Sous l’Ancien Régime, la Normandie fait partie des pays de grande gabelle, où les habitants sont tenus d’acheter une certaine quantité de sel. Les collecteurs de la gabelle viennent s’approvisionner à La Bouille pour distribuer le sel dans les villes et les villages de Basse Normandie. Le « grenier d’impôt » de La Bouille est l’un des plus anciens de Normandie. Le sel était conservé dans des bacs en bois.

Le Manoir Bon-Accueil du XVIIIème siècle.
Cette imposante maison normande portait jadis les panonceaux de l’étude notariale ; le père d’Hector Malot y a officié. Après le transfert de l’étude à Grand-Couronne, en 1887, elle sert un temps de pension de famille. A partir de 1934, elle accueille une école privée.
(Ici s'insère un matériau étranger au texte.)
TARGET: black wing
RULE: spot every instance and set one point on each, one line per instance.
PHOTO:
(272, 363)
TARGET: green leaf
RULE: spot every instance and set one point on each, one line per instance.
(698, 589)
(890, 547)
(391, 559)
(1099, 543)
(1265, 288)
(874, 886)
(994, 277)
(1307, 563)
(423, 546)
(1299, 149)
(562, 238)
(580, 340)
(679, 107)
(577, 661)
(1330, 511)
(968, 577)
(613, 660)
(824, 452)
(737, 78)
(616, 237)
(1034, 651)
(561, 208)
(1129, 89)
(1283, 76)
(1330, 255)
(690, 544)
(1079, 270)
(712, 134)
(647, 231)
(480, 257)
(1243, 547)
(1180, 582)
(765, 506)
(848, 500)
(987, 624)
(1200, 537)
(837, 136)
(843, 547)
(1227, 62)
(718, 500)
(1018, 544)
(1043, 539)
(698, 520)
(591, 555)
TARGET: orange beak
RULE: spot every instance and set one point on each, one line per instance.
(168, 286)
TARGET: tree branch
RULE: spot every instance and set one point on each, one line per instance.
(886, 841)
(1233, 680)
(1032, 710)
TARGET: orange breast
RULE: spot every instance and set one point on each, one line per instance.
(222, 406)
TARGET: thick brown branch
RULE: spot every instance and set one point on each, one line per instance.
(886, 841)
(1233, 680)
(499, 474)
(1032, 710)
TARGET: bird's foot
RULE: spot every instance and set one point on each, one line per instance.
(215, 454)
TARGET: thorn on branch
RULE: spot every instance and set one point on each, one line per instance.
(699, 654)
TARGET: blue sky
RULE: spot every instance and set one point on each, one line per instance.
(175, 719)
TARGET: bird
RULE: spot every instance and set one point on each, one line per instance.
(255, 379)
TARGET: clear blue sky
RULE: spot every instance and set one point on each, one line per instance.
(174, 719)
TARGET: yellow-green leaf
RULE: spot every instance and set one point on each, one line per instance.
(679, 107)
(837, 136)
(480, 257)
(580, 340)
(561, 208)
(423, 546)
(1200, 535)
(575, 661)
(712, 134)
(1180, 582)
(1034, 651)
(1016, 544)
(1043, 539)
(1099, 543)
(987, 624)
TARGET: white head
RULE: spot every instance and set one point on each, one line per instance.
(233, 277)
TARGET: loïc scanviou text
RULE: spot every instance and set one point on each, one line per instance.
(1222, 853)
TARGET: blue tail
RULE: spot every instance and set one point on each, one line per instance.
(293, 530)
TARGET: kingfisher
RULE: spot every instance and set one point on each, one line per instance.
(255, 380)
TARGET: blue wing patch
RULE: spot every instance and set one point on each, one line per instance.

Sur le quai qui porte son nom, se trouve la maison natale d’Hector Malot, auteur de « Sans famille ». Il naît dans cette maison en pierre et brique du XVIIIème siècle le 20 mai 1830. Quelques heures après sa naissance, un voilier, en virant maladroitement, brise la vitre de la chambre du nouveau-né avec son mât de beaupré. Les Bouillais y voient le présage d’une destinée peu commune. Le romancier vivra dans cette maison jusqu’à l’âge de cinq ans. La présence du fleuve, des voiliers, les histoires de marins racontées par sa mère, veuve d’un capitaine au long cours mort à Saint-Domingue, influencent son enfance et lui donnent le goût des voyages.

La capitainerie construction de 1929 en brique abritait un « maître port » qui, à l’aide d’un porte-voix et d’un tableau noir, désignait aux navires remontant la Seine le numéro de leur emplacement sur les quais de Rouen. Elle a cessé son activité en 1962.